Medicare may have less latitude than private insurers in reaching its coverage decision, as it is required by law to cover any drugs approved by the FDA, within certain limits. The campaign to allow Medicare to negotiate with drug companies over pricing is directed chiefly at Part D prescriptions, though proposals on the table would also cover some Part B drugs.
Biogen executives were shameless about the potential profits they expect to be reaped from the full price. “We believe Aduhelm represents a significant long-term growth driver with modest revenue in 2021 ramping to a multibillion-dollar U.S. sales opportunity over the next several years,” Chief Financial Officer Michael McDonnell told Wall Street analysts the day after the FDA action.
Warnings about the fiscal effect of Aduhelm followed the FDA approval. Even if only 500,000 Medicare members were placed on the drug, the Kaiser Family Foundation observed as a conservative estimate, total spending for Aduhelm in one year alone would be nearly $29 billion, more than the spending on any other drug covered by Part B or Part D.
“To put this $29-billion amount in context, total Medicare spending for all Part B drugs was $37 billion in 2019,” the foundation reported. By law, Medicare pays doctors 103% of the price of a new drug covered by Part B. If 1 million patients took the drug, the foundation calculated, the cost would be “roughly the same that Medicare paid for all hospital outpatient services in 2019.”
Moreover, since Part B pays only 80% of the costs of treatment, members taking Aduhelm could be on the hook for about $11,500 per year, or almost 40% of the $29,650 median income of Medicare Part B members. Because the drug doesn’t cure Alzheimer’s, that cost could recur year after year until their death.

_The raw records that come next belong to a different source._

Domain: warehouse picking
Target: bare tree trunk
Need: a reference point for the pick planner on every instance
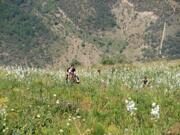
(162, 39)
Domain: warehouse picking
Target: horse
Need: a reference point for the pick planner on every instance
(72, 78)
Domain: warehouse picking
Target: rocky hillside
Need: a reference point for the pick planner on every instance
(58, 32)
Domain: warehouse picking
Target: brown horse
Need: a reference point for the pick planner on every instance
(72, 78)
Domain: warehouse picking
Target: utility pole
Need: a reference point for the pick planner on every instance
(162, 39)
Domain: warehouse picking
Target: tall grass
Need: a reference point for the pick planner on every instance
(37, 101)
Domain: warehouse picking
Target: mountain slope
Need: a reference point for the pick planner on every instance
(57, 32)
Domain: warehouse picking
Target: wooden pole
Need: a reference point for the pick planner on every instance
(162, 39)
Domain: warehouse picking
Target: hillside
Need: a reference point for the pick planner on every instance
(57, 32)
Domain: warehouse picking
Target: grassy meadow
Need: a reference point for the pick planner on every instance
(114, 102)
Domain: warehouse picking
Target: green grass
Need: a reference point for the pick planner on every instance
(40, 102)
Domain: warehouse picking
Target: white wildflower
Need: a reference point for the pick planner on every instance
(78, 117)
(68, 124)
(57, 101)
(155, 111)
(130, 106)
(38, 116)
(61, 130)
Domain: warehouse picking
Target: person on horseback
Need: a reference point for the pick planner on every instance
(71, 72)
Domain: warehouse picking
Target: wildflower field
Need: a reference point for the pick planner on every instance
(114, 102)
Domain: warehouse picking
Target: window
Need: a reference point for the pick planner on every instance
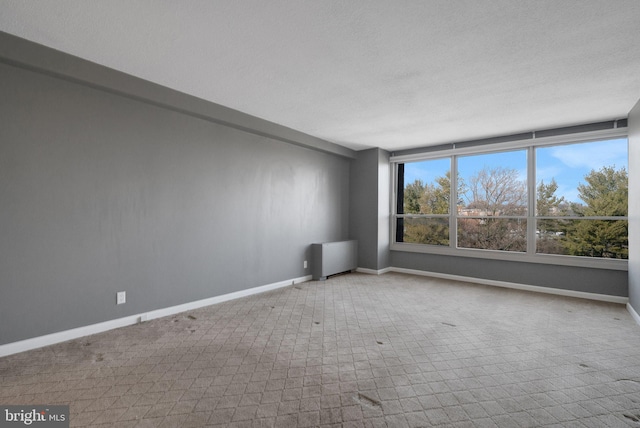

It gets worse. Because the clinical trials revealed that about 30% of patients receiving a high dose of Aduhelm experienced brain swelling, patients will have to undergo regular MRI tests to watch out for this dangerous side effect. They’ll have to pay their 20% share of those too.
Plainly, no one in America can escape the burden of unregulated pricing by drug companies, even for consumers who aren’t taking the drug in question.
The great benefit of the Aduhelm case may be that it will bring home the effect of high drug prices to 62.7 million Medicare beneficiaries.
They might respond by increasing pressure on politicians to enact some form of price regulation on the drug industry. In that light, the FDA and Biogen may have done us all a big favor.